HP approached both Lenovo and Dell about the possible sale of its $32 billion (2013 sales) PC operation. In both cases it was rebuffed.

In another case, HP approached two India-based companies, Wipro and Infosys about the possible sale of its $28 billion IT services unit, known as Enterprise Services. Again it was rebuffed.

In a third case, it approached IBM about the sales of its $1.2 billion Business Critical Server business, but was turned down.

But not to worry: Whitman will be the chairman of the board for one of them, and the CEO of the other, so she is covered both coming and going and her little princlings in Atherton will never have to worry about the next baby Lear Jet.

(Hat tip: Scissorhead Moeman in the tip line)

Flight of the Valnerdies

It seems that Sergey and Larry are competing with Jeff Bezos to see who can put delivery services out of business first:

A man named Neil Parfitt is standing in a field on a cattle ranch outside Warwick, Australia. A white vehicle appears above the trees, a tiny plane a bit bigger than a seagull. It glides towards Parfitt, pitches upwards to a vertical position, and hovers near him, a couple hundred feet in the air. From its belly, a package comes tumbling downward, connected by a thin line to the vehicle itself.
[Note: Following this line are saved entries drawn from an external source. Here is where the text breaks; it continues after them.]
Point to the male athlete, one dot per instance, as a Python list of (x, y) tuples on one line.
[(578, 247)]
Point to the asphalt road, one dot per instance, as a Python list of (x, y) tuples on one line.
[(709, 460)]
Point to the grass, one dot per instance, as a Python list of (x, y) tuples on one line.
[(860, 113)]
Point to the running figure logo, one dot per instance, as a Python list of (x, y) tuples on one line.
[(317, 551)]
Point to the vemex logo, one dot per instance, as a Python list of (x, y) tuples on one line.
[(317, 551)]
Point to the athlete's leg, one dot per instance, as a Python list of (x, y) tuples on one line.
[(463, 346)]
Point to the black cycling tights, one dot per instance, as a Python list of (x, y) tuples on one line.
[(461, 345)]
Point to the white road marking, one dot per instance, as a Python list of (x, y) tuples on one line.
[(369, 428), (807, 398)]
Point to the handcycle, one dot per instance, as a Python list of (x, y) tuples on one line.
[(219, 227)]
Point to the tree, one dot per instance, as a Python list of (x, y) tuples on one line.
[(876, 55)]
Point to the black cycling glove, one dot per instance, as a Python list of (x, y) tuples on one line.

Right before the delivery hits the ground, it slows, hitting the earth with a tap. The delivery slows, almost imperceptibly, just before it hits the ground, hardly kicking up any dust. A small rectangular module on the end of the line detaches the payload, and ascends back up the vehicle, locking into place beneath the nose. As the wing returns to flying posture and zips back to its launch point half a mile away, Parfitt walks over to the package, opens it up, and extracts some treats for his dogs.

And so that’s our future: the skies filled with drones delivering doggie treats for people with too much money and instant gratification issues? It’s a long piece (6 pages) filled with gushing, near scifi descriptions of Google’s Project Wing.